Here, the February 2021 written sentence, meant to correct the 2016 sentence, must stand. It reflects not only the judge's decision but the joint proposal of the parties. Even if the district court lacked the authority to enter that sentence, it was not corrected within 14 days and is still enforceable. Id .
Because the February 2021 distribution sentence cannot be "corrected" under Rule 36 because of a purported inconsistency between it and the 2013 orally pronounced sentence, we vacate the May 2021 amended judgment and reinstate the distribution sentence from February 2021.
Whether the revocation sentence in the delivery case was properly modified under Rule 36 is a closer issue. As the government points out, that sentence, unlike the distribution sentence, was not modified between 2013 and May 2021, and once the May 2021 amended delivery judgment is vacated, McClain will serve only 48 months of total federal time after the state sentence, which is not what the court pronounced at its 2013 oral sentencing. So, it continues, nothing prevented the modification of that sentence in May 2021 under Rule 36, to add back 18 months.
McClain replies that, on its own, the written 2013 delivery sentence is "entirely consistent with the oral sentence," making a correction unnecessary. He points out that any inconsistency is revealed only when looking at the delivery sentence together with the distribution sentence, which changed after 2013. The oral pronouncement called for 24 months of total federal time to run concurrent with the state sentence and for the federal sentences to run consecutively. The 2013 written delivery judgment imposed 18 months to run fully concurrent with the state sentence, and consecutive to the distribution sentence. This could have easily conformed to the pronouncement: if at the same time, the court had ordered the distribution sentence to run concurrently with the state case for 6 months, McClain would have received the pronounced concurrent 24 months (18 from the 2013 delivery sentence plus the corrected 6). No change was needed to the 2013 delivery judgment to conform it to the corresponding oral pronouncement. Therefore, McClain argues, any correction would not be of clerical error.

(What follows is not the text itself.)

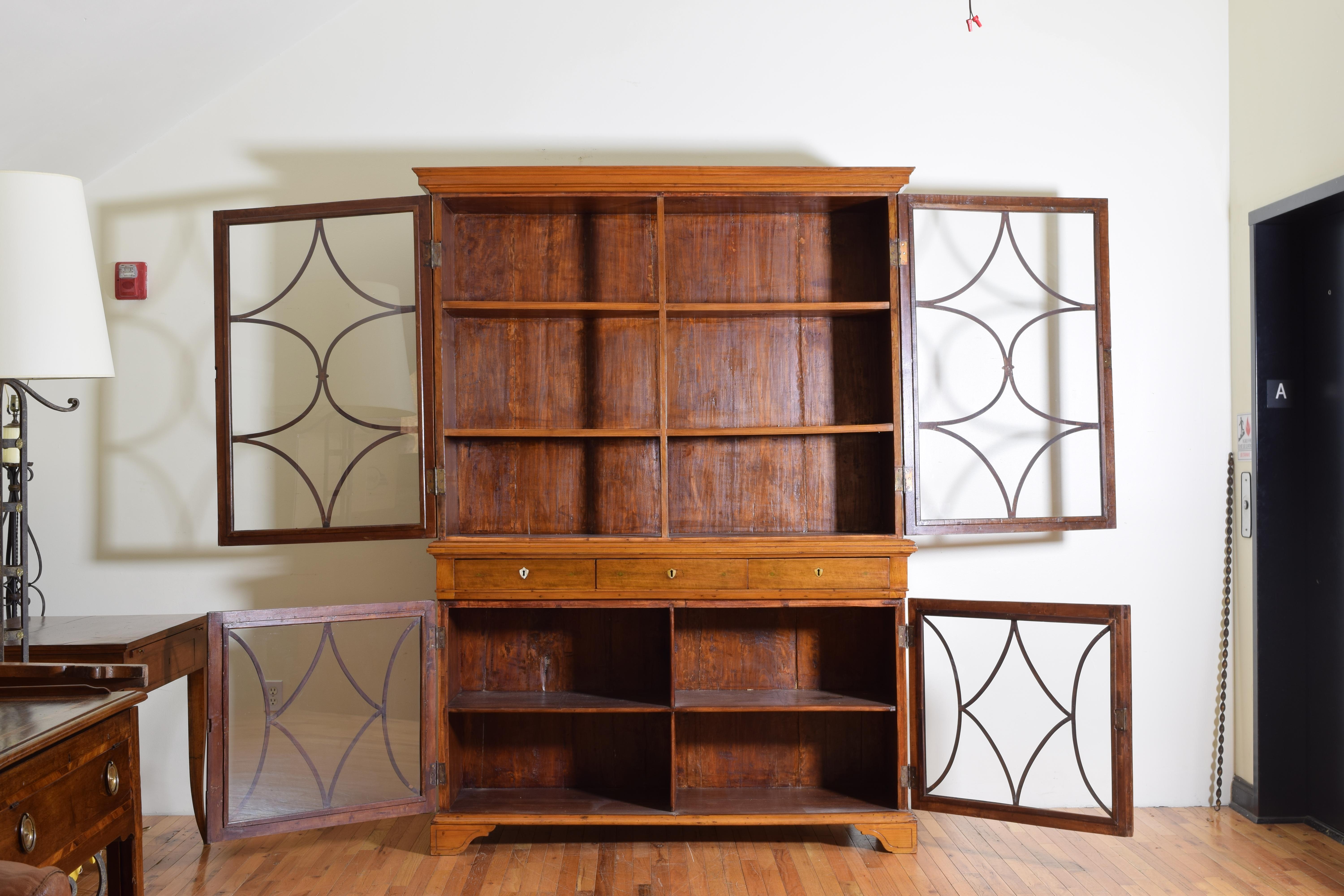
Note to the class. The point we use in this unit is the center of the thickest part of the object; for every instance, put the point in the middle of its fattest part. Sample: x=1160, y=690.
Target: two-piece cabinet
x=670, y=429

McClain has the better argument. True, if the May 2021 modifications are rejected, the 2013 written delivery sentence will not follow the intent of the court at the time of oral sentencing because McClain will serve only 48 months after his state sentence. (At least on paper—in reality McClain has served more than that because he was incarcerated throughout this appeal.) But that does not mean that the sentence contains a "clerical error." Rule 36 is not intended to fix "errors made by the court itself." United States v. Daddino , 5 F.3d 262, 264 (7th Cir. 1993) (per curiam).

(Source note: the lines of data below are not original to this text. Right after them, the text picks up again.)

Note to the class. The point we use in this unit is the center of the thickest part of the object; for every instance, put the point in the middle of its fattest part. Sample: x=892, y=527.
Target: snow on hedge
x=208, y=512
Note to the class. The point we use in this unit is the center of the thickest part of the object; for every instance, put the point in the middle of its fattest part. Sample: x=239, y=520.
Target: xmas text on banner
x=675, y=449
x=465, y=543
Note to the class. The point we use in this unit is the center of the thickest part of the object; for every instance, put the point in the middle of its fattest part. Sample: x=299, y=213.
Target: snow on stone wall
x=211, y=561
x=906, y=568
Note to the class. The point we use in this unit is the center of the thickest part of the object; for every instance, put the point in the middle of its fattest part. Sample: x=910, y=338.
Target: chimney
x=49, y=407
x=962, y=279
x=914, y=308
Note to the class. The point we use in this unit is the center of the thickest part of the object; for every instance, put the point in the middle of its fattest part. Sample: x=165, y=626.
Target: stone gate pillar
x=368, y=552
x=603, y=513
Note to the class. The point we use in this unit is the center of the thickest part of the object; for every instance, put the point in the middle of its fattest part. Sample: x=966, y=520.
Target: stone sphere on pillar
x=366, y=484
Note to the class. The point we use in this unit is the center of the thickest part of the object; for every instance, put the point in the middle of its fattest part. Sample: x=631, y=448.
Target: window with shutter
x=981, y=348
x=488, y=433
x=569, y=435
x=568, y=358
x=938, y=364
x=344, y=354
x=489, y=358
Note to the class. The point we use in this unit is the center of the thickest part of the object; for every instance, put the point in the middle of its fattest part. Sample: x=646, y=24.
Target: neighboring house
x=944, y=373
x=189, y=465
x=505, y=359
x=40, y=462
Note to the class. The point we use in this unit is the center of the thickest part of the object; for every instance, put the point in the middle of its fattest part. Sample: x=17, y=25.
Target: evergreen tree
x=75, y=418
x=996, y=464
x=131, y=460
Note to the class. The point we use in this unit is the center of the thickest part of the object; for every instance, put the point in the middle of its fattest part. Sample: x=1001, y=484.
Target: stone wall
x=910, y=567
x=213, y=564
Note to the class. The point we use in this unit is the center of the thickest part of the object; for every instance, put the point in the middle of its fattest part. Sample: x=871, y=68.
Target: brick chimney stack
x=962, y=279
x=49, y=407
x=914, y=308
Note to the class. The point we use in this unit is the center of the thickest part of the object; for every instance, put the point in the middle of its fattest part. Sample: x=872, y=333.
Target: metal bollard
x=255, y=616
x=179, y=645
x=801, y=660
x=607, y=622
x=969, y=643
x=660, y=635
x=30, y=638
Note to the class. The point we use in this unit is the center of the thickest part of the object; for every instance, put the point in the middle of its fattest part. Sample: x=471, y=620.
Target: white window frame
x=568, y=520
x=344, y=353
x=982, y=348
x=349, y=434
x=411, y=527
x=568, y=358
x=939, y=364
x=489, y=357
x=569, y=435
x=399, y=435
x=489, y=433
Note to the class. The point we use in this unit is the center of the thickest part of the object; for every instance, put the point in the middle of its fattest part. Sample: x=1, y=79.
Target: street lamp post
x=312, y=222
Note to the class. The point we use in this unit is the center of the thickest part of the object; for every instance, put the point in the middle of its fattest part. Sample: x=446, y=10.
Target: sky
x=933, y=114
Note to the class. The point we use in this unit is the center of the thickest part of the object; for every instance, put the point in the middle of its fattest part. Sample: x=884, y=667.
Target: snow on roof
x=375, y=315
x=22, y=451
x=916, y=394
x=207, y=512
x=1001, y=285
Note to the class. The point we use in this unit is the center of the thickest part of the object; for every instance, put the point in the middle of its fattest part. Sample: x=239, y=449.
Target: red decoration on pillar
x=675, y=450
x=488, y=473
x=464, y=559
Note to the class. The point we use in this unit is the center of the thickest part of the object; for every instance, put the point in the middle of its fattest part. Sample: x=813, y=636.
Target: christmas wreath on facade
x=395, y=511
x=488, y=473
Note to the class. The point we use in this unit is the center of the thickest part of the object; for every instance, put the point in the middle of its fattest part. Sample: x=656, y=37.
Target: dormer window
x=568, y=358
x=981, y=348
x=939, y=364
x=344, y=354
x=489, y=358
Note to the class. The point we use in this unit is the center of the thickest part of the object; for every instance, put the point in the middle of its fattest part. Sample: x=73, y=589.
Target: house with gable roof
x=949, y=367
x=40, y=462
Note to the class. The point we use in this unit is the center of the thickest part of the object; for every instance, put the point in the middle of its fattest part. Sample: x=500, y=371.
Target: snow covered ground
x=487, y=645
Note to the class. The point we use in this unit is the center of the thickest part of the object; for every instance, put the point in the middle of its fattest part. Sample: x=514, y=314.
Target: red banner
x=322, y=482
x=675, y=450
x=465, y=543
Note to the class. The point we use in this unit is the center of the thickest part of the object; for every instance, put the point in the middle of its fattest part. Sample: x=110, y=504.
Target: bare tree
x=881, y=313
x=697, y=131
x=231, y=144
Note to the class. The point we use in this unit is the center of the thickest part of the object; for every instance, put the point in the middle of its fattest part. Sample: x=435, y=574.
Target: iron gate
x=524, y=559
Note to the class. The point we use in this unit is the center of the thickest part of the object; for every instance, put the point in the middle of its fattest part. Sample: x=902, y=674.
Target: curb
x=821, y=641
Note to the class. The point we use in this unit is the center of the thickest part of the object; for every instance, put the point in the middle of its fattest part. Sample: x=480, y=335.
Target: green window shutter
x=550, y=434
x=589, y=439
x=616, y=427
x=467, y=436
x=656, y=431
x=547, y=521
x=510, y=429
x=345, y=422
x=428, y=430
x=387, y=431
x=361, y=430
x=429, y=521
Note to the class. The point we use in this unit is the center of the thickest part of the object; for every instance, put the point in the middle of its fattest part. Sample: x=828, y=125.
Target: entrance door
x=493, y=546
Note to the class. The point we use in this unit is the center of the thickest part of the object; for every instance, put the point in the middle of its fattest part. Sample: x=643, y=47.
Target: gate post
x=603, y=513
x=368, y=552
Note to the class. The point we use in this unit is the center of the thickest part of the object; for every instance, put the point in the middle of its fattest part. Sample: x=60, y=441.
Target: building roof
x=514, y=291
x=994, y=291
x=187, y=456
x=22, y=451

Here, the district court made errors in its imposition and modification of the distribution sentence, including by adopting the agreed changes in February 2021. The court was not entitled to use the government's motion in May to offset the error by adding 18 months back onto McClain's federal time by adjusting the delivery sentence. In 2013, the district court had bundled the two sentences, but the modifications to the distribution sentence unbundled them; some justification specific to the delivery sentence was therefore required. There was none. Any inconsistency in the delivery sentence is invisible without also considering the 2013 distribution sentence.
Accordingly, we VACATE both amended judgments, and REMAND with instructions to reinstate the last sentence in each case: the February 2021 distribution sentence, and the 2013 revocation sentence in the delivery case.